J.KOBAYASHI Episode 2: Stories of a Sake export trading company pioneering the European market
Hello! This is Yutaro Kobayashi of J. KOBAYASHI Co., Ltd..
The last episode touched on myself and the stories behind the start of the Sake export business. The second episode will explain our company’s business history prior to the Sake export.
Origin of J. KOBAYASHI
To start with, J.KOBAYASHI is a family trading company founded in 1890. Our grandfather started a textile business by purchasing raw wool, wool shared from sheep, in such countries as Australia, New Zealand and France to sell to the spinning mills in Japan. Airplane was not the common transportation method in that age, so my grandfather travelled by ship and night trains etc. to make a purchase, spending tremendous amount of time and effort we cannot imagine in our life now.
Japan was in shortage of goods with its economy developing at a rapid pace after the Second World War, consequently it led to the emergence of large-scale spinning mills in cities like Osaka and Nagoya. Along with the expansion of spinning mills, demands for wool was increasing largely, which grew the wool import and wholesale business of J.KOBAYASHI.
In the late 20th century, however, rise in labor expenses and water pollution derived from the factories came to light. Domestic factories which used to produce wool started to move their production sites to China and South East Asia, so the wool trading business was shrinking in size. My father inherited grandfather by then. He was flying here and there across the world to look for new ideas for the core business to replace the wool trading.
A fateful encounter with a boy was a turning point and this was when the company became awaken by Sake. Since this encounter, the company has shifted its focus to the Sake business, feeling committed to deliver Sake to the whole world.
The boy lived in Zurich, Switzerland. Back in those days, it was possible to find Sake exported to Europe, however, Switzerland was a little exception for some reasons. Despite the fact that Switzerland is located in the center of Europe, it is not a member of the European Union. Therefore importing Sake from neighbouring countries like Germany, Holland and other EU countries to Switzerland required customs process and complex administrative work. Due to these administrative complexities, a small populated country like Switzerland had little Sake inflow back in that time.
Attempting to solve this issue, the boy got an idea of importing Sake directly from Japan and introducing it to the Swiss market by himself. Our company decided to become a partner on the Japanese side. As a trading company, the company was able to contact the producers, arrange the trading procedures and safely export the products. While handling his orders, we came to have more opportunities to talk with brewers and our interest grew even more. Thorough research of Sake taught us that the domestic consumption was declining every year, decreasing production was bringing the breweries out of business, and there was an industrial initiative to encourage export to expand its overall market.

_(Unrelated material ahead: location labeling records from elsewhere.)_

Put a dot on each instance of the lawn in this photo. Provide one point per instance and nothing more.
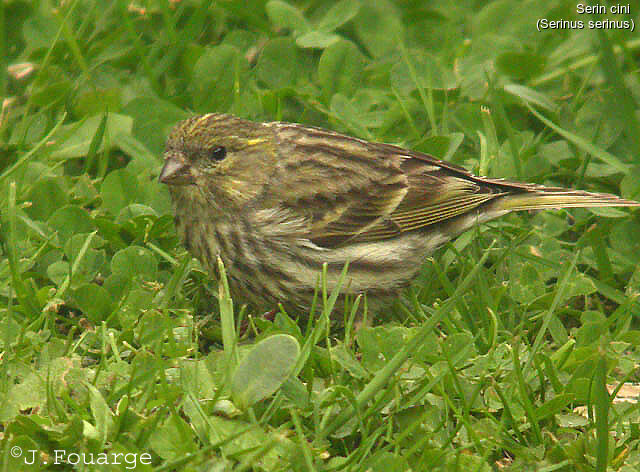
(511, 350)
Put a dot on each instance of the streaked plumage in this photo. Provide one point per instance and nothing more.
(277, 200)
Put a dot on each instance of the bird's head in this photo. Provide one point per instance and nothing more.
(226, 157)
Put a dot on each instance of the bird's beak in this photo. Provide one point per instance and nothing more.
(176, 172)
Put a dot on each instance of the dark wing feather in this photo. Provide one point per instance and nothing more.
(352, 190)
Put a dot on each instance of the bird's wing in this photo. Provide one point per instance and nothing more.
(349, 190)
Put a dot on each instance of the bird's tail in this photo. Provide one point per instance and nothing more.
(559, 198)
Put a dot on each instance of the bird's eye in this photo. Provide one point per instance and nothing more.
(218, 153)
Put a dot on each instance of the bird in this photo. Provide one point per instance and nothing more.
(276, 201)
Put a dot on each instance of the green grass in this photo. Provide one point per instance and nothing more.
(113, 340)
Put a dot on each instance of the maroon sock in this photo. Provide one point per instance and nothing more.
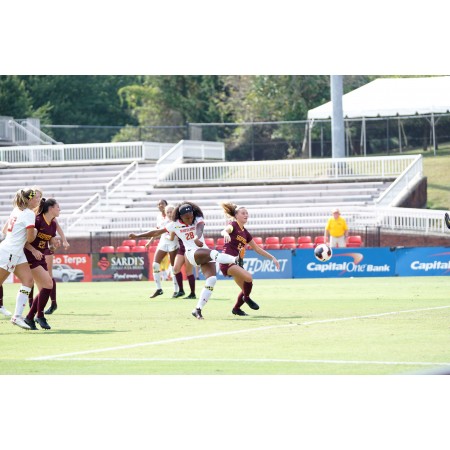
(191, 280)
(30, 296)
(43, 296)
(247, 288)
(53, 293)
(179, 277)
(240, 300)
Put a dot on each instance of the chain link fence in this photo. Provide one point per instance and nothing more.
(259, 141)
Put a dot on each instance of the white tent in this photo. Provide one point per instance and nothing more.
(390, 97)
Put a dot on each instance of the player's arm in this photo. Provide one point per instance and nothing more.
(226, 233)
(152, 233)
(59, 230)
(253, 245)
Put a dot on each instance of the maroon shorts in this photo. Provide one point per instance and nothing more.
(224, 269)
(33, 262)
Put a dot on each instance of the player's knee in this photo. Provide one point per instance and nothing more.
(210, 282)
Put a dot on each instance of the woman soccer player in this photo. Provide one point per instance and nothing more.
(168, 245)
(188, 225)
(236, 237)
(35, 253)
(19, 230)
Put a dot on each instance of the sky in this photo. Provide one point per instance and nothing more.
(133, 37)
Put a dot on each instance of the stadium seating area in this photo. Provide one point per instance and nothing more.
(269, 243)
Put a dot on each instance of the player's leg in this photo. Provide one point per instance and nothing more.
(159, 256)
(209, 270)
(23, 272)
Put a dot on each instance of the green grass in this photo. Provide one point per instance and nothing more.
(331, 326)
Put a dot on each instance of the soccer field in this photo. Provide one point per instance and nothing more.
(304, 326)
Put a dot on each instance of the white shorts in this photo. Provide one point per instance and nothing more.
(168, 246)
(9, 262)
(337, 242)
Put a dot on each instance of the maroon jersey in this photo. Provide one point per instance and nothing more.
(240, 237)
(45, 231)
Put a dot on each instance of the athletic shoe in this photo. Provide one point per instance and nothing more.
(52, 309)
(197, 313)
(240, 257)
(238, 312)
(5, 312)
(251, 303)
(157, 292)
(19, 322)
(30, 323)
(42, 321)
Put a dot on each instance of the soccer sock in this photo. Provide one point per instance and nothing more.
(206, 292)
(42, 300)
(247, 288)
(30, 296)
(175, 283)
(179, 277)
(191, 280)
(240, 300)
(157, 275)
(222, 258)
(53, 293)
(21, 300)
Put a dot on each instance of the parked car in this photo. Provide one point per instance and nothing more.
(63, 272)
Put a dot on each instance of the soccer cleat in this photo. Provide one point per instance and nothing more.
(238, 312)
(197, 313)
(5, 312)
(52, 309)
(251, 303)
(19, 322)
(240, 257)
(30, 323)
(42, 321)
(157, 292)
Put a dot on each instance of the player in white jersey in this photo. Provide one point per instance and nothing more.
(19, 230)
(168, 245)
(188, 225)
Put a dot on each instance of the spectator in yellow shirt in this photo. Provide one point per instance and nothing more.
(336, 230)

Sake export back then accounted for only a few per cents of the whole production and its exported destinations were rather limited to the US and overseas Chinese markets. (Export has grown since then, but the exported amount does not reach 10% of the entire production yet.) More precisely speaking, the majority of Sake exported overseas have been consumed by Japanese residents and expats at the destination country at Japanese restaurants or Asian grocery stores. In brief, the exported Sake was not at hand of local people in those destination countries, but purchased by Japanese inhabiting there.
Being aware of these situations, I came to think our company could probably be engaged in the export process to help the expansion of Sake market.
While discussing with brewers, it became clear to me that Sake had a long-lasting history and it was a core part of Japanese traditional culture. I found it worthy and meaningful to discover new markets and make fans there, otherwise, there was a chance that we could not preserve and pass the culture to the next generations. The domestic market was shrinking, so it was not ideal to compete there for a bigger share. Thus the company focus has always on the export. We think that it is more adventurous and fun to think about expansions to the completely new destinations, and expand the overall market size.
Overseas market of Sake seems in the middle of development, and I believe that creating new players in the new areas will work positively to the industry. In my thought, Sake should be available and visible at the restaurants where local residents dine. If Sake is delivered to the destination country, but consumed by local Japanese and not reach the restaurants where locals go, local people remain deprived of the opportunities to taste them. Therefore, it was important for us to build partnership with local importers who have tight connections with these restaurants and retail stores.
Our company succeeded in building connection with local buyers to expand Sake market in Europe, and lately our company exports to 15 countries focusing on Europe, through the partnership with local buyers. Most of them concentrate on the sales activities to the local consumers, not the sales channels for Japanese. This approach started to make fruit and Sake market in those countries is visibly growing. I imagine that it is not in the far future that we see people from a country where Sake is not well known smiling and talking over Sake. We keep up with the hard work to make this mission come true very soon.